Chaney and his wife, Cleva Creighton, have a son, Creighton. But the marriage soon sours over the conflicting ambitions of the two performers and Creighton is caught in the middle. A shocking suicide attempt destroys whatever chance the family had. When Creighton is 10 years old, his mother leaves and after some time in boarding schools, he settles in with his father and stepmother.

This is the story that the creators of A Thousand Faces choose to tell. It’s about the tensions between ambitious spouses, the fragility of the human spirit, and the miscommunication between fathers and sons.

Director Sam Scalamoni has assembled a talented cast to bring life to Eric Lane’s sensitive book, Rachel Devore Fogarty’s music, and her husband Kevin Forgarty’s lyrics. Rachel Fogarty’s music channels the popular dance music of the early 20th century for the up-tempo vaudeville dance routines and creates a soft, haunting underscore under the direction of musical director Gary Adler. Considering the usual accompaniment of silent films, the score misses a chance to also channel the moody and ominous organ music of the day. Kevin Forgarty’s lyrics are meant to move along the story efficiently and are not stand-alone pop songs. On occasion, the music and lyrics are a bit overwrought.

Scalamoni and his cast capture the intended fury and warmth that underlies many family dramas.

Danny Gardner plays Lon Chaney from song-and-dance dandy to movie star and creative genius with the mix of drive and compassion that made Chaney beloved by audiences. He is a strong singer and handles those power vocals superbly but also handles the quieter reflective songs.

Hope Elizabeth Schafer has the difficult task of playing Clea, a woman who abandons a 10-year-old son and is driven by ambition at a time when that was frowned on for a woman. But she pulls it off. She has some bitter, biting, and realistic scenes of rage and jealousy but also has quiet moments of self-discovery. She also sings and dances through a variety of musical styles.

Vaan Otto is the amazing revelation in this cast. He plays the young Lon and the young Creighton. He brings life, enthusiasm, and depth to his performance. He has a beautiful choir boy’s voice that rings like a bell. This is a gifted young performer with a future.

Evan Smith is the older Creighton. He makes the teenager a likable rebel who tries to make sense of his already unbalanced life. Of course, Creighton would become an actor himself and win his own fame as Lon Chaney Jr. in the Wolfman monster movies of the 1930s and in his definitive performance of Lennie in the film Of Mice and Men.

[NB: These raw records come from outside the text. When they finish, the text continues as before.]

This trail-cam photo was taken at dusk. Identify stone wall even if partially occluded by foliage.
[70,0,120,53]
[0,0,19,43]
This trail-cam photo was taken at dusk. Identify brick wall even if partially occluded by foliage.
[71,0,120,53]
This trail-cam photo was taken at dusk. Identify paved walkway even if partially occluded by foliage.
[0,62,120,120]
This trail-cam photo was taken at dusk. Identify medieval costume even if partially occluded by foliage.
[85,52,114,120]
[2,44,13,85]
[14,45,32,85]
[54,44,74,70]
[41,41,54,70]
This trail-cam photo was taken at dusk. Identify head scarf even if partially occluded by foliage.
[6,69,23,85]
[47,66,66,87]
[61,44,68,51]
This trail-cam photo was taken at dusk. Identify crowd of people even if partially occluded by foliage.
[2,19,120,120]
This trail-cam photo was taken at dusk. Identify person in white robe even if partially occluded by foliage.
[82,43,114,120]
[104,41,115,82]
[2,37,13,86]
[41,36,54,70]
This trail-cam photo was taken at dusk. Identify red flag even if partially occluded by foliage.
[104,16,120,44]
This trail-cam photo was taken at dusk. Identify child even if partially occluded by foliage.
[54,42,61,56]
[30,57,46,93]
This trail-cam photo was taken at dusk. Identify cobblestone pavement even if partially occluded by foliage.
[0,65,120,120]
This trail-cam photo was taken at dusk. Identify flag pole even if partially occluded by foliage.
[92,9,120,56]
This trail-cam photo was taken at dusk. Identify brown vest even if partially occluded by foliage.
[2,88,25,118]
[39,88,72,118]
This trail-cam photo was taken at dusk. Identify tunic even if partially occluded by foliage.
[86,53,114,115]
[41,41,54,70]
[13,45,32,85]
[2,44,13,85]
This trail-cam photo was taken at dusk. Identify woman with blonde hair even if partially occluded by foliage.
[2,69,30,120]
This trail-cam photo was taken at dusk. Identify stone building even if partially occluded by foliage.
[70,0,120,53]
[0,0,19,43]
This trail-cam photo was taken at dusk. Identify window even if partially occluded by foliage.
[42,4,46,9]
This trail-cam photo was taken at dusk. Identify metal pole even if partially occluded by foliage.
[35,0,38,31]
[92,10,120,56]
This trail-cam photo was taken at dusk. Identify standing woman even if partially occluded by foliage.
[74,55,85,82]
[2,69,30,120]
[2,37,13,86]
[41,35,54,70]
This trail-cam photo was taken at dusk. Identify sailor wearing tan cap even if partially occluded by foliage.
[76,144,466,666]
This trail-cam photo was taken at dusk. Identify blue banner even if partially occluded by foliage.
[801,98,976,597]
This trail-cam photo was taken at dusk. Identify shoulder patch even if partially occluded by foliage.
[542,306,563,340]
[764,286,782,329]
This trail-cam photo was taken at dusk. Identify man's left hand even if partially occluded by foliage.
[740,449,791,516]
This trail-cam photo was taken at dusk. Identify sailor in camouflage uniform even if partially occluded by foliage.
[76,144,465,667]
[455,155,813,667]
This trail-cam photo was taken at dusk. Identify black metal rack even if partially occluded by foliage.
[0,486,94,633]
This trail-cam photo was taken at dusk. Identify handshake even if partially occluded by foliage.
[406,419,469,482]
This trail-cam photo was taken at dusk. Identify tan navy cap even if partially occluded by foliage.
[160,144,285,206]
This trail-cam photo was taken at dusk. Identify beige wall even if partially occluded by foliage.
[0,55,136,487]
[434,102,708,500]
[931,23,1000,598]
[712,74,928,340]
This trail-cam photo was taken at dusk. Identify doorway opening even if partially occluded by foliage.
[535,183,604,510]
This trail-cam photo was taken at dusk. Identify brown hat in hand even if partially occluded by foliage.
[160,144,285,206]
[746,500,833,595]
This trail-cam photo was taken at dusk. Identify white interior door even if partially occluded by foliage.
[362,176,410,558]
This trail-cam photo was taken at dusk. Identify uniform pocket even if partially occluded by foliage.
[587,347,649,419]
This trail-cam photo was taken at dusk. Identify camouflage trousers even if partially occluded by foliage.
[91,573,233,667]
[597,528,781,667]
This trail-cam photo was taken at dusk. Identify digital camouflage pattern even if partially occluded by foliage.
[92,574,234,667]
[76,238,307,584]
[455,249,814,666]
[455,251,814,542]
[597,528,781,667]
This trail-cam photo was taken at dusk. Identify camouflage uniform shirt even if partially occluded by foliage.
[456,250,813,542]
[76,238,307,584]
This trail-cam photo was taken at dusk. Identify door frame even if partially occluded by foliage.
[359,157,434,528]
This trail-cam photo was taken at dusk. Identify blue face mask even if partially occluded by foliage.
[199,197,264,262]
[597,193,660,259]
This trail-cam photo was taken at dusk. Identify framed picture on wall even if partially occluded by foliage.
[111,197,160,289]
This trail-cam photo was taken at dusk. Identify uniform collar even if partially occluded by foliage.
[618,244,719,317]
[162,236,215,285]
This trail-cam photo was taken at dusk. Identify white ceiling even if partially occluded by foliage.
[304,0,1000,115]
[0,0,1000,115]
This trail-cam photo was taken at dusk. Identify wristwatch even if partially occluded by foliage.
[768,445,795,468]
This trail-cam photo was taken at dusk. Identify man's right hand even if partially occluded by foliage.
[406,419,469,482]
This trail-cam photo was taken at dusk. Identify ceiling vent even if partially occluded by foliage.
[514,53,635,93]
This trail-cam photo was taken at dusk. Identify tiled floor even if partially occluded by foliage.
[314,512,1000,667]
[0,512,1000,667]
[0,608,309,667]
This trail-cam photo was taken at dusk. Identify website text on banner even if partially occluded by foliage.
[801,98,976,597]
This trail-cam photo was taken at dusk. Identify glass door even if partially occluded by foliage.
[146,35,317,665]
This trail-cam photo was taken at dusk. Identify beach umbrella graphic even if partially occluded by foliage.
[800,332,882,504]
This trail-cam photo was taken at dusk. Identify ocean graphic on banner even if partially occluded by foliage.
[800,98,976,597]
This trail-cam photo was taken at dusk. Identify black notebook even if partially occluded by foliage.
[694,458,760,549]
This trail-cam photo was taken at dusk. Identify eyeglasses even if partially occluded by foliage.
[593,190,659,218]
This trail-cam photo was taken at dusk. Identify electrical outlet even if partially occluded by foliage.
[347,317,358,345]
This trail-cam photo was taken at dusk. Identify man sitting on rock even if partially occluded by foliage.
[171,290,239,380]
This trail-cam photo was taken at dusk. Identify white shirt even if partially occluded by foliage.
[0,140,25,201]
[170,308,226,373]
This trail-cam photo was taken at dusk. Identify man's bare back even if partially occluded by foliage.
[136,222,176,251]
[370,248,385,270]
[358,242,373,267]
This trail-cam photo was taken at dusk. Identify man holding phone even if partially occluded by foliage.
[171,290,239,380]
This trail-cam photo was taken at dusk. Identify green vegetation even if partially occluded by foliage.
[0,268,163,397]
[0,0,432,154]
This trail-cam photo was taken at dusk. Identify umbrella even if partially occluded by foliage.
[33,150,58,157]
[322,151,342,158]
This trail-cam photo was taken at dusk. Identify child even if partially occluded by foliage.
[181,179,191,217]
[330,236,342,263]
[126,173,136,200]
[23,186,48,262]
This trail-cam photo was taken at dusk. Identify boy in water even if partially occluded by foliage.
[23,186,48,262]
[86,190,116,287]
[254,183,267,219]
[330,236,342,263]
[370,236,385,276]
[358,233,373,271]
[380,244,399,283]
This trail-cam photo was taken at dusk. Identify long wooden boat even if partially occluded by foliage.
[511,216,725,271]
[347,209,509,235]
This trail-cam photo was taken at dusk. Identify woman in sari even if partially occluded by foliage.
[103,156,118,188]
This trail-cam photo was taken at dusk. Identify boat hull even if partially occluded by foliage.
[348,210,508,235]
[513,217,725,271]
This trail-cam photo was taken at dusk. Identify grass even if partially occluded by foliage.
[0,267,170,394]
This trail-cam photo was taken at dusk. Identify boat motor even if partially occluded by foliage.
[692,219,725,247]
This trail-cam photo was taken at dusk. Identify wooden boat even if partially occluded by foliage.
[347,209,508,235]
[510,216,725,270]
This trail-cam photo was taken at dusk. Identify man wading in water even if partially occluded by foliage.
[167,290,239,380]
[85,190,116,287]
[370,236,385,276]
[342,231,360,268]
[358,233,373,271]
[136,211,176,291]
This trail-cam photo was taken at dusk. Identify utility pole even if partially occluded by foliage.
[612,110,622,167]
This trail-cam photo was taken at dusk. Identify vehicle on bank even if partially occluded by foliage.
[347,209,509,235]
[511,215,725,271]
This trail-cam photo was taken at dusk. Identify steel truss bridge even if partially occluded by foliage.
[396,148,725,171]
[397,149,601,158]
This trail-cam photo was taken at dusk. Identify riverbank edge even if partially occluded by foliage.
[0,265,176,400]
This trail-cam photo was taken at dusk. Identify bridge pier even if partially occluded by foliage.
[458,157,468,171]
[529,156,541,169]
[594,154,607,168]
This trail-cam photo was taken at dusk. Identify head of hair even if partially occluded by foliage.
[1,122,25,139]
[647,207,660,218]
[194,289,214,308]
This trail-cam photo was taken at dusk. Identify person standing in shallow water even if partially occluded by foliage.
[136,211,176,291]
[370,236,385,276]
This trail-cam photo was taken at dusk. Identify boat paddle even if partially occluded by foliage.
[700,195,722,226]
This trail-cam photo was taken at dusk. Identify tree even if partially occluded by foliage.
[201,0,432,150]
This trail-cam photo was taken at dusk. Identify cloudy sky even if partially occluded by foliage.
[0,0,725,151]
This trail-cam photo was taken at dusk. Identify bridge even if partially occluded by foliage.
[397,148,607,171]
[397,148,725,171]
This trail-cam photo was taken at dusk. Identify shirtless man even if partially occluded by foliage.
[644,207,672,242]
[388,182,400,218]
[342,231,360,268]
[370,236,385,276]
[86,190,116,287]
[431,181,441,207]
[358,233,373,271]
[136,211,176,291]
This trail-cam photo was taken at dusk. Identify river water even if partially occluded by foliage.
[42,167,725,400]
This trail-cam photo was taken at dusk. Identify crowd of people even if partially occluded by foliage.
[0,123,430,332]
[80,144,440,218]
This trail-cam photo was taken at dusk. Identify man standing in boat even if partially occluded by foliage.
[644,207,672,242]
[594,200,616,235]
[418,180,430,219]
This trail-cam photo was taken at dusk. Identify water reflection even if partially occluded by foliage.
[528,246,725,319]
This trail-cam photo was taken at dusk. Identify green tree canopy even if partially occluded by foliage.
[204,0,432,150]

Deaf actors Camille Jeter and Robert Schleifer play Chaney’s parents and show once again the beauty of American Sign Language to convey deep feelings.

The creative Lon Chaney is shown. There is a sequence of snippets recreating scenes from the famous movies. The set is a combination of backstage at a vaudeville theater and a movie set. But this isn’t the focus. The creators need to bring that side of Chaney’s life more to the center. It is what drives him and what inspires his son to follow his father’s path, even as his father warns of the pressures of the movie business and how they damage family life. 

The audience needs to see why Lon Chaney still matters and why his films are still a draw to an audience on Turner Classic Movies along with Chaplin and Keaton while other stars have faded.

Hugh Gallagher has written theater and film reviews over a 40-year newspaper career and was most recently managing editor of the Observer & Eccentric Newspapers in suburban Detroit.